Un véritable scénario de cinéma !

(semaine 42 – 2015)

Les rumeurs disaient l’affaire enterrée, pliée, et bien sachez qu’il n’en est rien.

Alors que tout le paysage politico-institutionnel nous paraissait bien calme,

le vieux démon se réveille !

SOUS-PREFECTURE DE VIENNE – Bureau du développement des territoires

Vienne, le 23 septembre 2015

Relevé de décisions de la réunion du 3 avril 2015.

Projet d’une unité de méthanisation présenté par la société SAINT-LOUIS ENREGIES à Anthon.  

On vous fera grâce de toute la partie présentation pour ne retenir que les propos et conclusions de Madame Le sous-préfet.

Propos :

« Madame le sous-préfet indique tout d’abord que le commissaire enquêteur, suite à l’enquête publique, donne plutôt un avis favorable à ce projet.

Cependant il s’avère que la consultation est notoirement insuffisante. 61 communes étant concernées, soit par l’installation proprement dite, soit par le plan d’épandage et 8 communes seulement ont été consultées. La consultation de l’ensemble des communes concernées par le plan d’épandage apparaît indispensable.

Ce défaut de consultation fait courir un risque majeur sur le plan juridique.

Il convient donc de revoir le dossier d’épandage qui doit comprendre une étude d’impact complète portant sur l’ensemble des 61 communes concernées notamment au regard de la vulnérabilité de ce territoire aux nitrates (teneur en nitrates des produits sortants).

Il est nécessaire également de connaitre précisément l’origine géographique des intrants et la destination précise des sortants (afin d’évaluer le bilan carbone global de ce projet et d’identifier les éventuels problèmes de circulation routière).

Le pétitionnaire doit apporter en outre des informations complémentaires sur les stockages dits intermédiaires.

Au vu de ces éléments complémentaires, nécessaires à une bonne compréhension du projet le préfet saisira l’Autorité Environnementale qui a 2 mois maximum pour donner son avis. Lorsque cet avis sera émis, il est proposé que les préfets de l’Isère, du Rhône et de l’Ain prennent un arrêté interdépartemental d’ouverture d’enquête publique qui permettra une consultation complète de l’ensemble des communes impactées à la fois par l’installation et par le plan d’épandage. La consultation sera ainsi réelle et sérieuse et par conséquent inattaquable sur le plan juridique. Un nouveau commissaire enquêteur sera nommé.

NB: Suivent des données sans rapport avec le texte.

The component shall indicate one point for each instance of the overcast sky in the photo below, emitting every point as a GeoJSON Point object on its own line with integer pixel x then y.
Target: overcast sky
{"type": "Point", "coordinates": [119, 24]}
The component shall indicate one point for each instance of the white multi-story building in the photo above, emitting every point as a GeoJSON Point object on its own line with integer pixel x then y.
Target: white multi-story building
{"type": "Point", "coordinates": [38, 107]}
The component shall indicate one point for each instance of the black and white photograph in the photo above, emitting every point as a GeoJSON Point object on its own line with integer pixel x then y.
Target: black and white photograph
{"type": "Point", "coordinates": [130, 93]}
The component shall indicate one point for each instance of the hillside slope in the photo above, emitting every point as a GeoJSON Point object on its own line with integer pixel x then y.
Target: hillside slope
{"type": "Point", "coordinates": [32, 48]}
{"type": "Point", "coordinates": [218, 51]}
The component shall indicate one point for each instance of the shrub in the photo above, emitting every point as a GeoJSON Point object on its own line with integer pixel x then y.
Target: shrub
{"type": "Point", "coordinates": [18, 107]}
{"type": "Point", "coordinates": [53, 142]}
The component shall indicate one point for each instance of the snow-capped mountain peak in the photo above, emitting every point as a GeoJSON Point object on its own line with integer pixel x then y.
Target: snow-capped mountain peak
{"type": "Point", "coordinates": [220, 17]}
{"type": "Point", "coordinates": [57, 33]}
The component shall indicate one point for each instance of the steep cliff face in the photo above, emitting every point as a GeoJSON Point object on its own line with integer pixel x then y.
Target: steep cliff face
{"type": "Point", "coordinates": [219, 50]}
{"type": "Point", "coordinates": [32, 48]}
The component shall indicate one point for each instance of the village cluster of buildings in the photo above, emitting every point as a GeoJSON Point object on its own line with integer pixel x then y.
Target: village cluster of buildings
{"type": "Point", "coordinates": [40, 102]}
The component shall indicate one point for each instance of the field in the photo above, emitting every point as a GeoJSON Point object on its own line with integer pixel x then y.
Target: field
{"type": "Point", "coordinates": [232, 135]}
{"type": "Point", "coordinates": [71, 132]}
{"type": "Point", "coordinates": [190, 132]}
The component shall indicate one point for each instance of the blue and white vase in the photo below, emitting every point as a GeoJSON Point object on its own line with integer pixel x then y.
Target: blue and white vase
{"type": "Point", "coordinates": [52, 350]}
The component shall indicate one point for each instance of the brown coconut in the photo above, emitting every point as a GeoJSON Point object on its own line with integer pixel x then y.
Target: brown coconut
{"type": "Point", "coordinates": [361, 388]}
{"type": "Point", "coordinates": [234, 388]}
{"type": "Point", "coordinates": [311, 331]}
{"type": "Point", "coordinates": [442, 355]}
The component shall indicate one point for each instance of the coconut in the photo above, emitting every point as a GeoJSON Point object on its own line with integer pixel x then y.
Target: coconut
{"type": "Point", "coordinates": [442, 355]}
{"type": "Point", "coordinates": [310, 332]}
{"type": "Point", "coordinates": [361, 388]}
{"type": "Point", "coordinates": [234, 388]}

Madame le sous-préfet invite également SAINT-LOUIS ENERGIES à se rapprocher du maire d’Anthon pour examiner le pré-requis concernant l’aspect urbanisme et le conseil départemental pour les questions relatives aux aménagements de voiries. »

Conclusions :

« Madame le sous-préfet indique que si des erreurs ont pu être commises par l’Etat ou le porteur de projet dans la gestion de ce projet, il convient à présent de reconsidérer ce dossier afin d’assurer une concertation élargie et complète. Elle indique qu’il sera demandé à l’Autorité Environnementale de rendre rapidement son avis (10 jours minimum ; 2 mois maximum).

Elle invite SAINT-LOUIS ENERGIES à se rapprocher de Monsieur le maire d’Anthon pour l’aider à porter ce projet auprès de la population. Il convient d’engager le dialogue entre les différents acteurs afin d’établir une connaissance respective et transparente de ce dossier. »   

Si vous doutiez de l’intérêt de votre présence

à l’occasion de l’assemblée générale de l’association, le jeudi 5 novembre prochain,

et si vous attendiez une bonne raison de vous motiver à adhérer

ne cherchez plus !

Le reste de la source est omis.